Even better: “the romantic and erotic are always embedded in the space,” he said. “How would I make love in that space and narrative?”
“Emerson Spice is the more ‘feminine’ of the two hotels,” a manager at the Emerson Hotels Zanzibar explains to Tablet. The rooms center around an airy atrium, and the prevailing style within the historic setting can best be described as Art Nouveau mixed with traditional Zanzibari. But rooms here are whimsically if ornately themed, many dedicated to famous female muses. The Kate room is an ode to Katherine Hepburn. Aida, with high ceilings and epic columns, is dedicated to the eponymous opera. Camille, all French doors and gold satin, stands for the Greta Garbo film, “La Dame aux Camelias.”

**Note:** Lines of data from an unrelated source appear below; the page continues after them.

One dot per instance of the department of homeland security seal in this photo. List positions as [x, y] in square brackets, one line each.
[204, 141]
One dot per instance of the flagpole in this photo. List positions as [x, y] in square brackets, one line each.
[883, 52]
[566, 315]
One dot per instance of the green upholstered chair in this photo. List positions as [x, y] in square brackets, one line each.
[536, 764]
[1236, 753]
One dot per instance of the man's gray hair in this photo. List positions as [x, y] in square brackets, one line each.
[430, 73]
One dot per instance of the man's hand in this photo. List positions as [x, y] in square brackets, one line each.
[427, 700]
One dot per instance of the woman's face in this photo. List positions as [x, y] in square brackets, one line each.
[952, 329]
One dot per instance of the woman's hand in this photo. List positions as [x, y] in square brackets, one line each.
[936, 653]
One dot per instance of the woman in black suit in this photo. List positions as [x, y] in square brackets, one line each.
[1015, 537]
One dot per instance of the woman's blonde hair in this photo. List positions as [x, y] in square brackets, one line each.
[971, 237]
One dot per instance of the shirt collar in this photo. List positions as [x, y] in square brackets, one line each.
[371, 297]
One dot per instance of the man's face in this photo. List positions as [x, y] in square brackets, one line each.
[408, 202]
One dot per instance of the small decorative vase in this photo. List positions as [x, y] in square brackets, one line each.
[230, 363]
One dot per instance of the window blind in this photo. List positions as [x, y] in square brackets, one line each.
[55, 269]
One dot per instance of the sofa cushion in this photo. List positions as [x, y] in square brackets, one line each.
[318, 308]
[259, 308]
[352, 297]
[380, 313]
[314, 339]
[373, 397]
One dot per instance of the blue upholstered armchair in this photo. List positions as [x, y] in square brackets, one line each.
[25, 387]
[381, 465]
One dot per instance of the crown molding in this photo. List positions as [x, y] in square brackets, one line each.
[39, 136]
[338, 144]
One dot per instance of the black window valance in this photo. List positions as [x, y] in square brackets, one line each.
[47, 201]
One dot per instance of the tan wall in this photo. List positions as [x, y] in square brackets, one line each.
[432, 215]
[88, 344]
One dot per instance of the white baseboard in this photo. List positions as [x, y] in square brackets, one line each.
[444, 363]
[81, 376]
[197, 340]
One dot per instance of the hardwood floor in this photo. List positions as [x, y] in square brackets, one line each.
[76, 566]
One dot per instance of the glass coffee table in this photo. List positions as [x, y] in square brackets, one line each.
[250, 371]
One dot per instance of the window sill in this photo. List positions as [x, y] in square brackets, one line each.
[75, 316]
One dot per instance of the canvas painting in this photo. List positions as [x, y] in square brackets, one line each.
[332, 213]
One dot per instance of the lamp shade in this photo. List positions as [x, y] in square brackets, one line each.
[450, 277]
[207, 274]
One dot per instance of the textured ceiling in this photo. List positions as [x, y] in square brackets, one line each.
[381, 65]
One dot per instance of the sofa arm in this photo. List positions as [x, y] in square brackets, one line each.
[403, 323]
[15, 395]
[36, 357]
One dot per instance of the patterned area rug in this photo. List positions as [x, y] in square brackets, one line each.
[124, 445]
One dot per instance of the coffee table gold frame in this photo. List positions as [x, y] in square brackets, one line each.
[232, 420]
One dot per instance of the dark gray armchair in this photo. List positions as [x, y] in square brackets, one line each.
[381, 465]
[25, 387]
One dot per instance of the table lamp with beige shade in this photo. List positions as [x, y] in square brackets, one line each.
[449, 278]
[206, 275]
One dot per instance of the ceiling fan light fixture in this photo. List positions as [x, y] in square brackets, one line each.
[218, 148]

Emerson on Hurumzi, not far from Emerson Spice, is “a fascinating labyrinth of small bridges, swings, private tea houses and large, spacious individually designed rooms.” Here too each room has a theme, from the Keep Suite, reached by a castle-inspired series of bridges and stairs, to the Seyyed room, a reflection of the stately lifestyle of a sultan, with royal seal bedcovers and furniture draped in Omani red and gold.
But these hotels are anything but art pieces. Whether you’re en route to a safari or to one of East Africa’s most illustrious beaches, if you come to Stone Town, even if you’re not staying at one of the Emerson hotels, you’ll likely find yourself within one — their celebrated restaurants grace every guide to this place. Here, local culture is hand-fed by servers in traditional kanzus and skullcaps, who share expert knowledge on tea production while balancing large brass platters in one hand and jugs of cleansing rosewater in the other.
At both Emersons, a rooftop Tea House serves drinks and dinner. One features a daily five-course seafood tasting menu. The other offers Swahili-style seating on thick Persian rugs, serving traditional fare alongside live music. At Emerson Spice, the Secret Garden restaurant is surrounded by stone walls and endless greenery.
Both hotels exist in the heart of Stone Town, “surrounded by mosques and the regular daily rhythms of the call to prayer, local shops and stalls,” as the manager explains. “In the midst of the life of the local community.”
You might hear the sounds of the town through the breezy wooden panels of your room, but when it comes to immersion in the culture you’ll have to do better than that. The hotels work with specific guides to bring you around the town and put the architectural landscape into context. They provide excursions to spice farms, or dhow boat cruises along the ocean. They even have an in-house museum, the Princess Salme Museum at Emerson on Hurumzi, a perfect compliment to the local music at the Secret Garden of Emerson Spice every Friday.
“In short,” the hotel tells Tablet, “Emerson Zanzibar is a base from which Zanzibar can be explored in all its facets.” In a place like this, that’s no minor feat.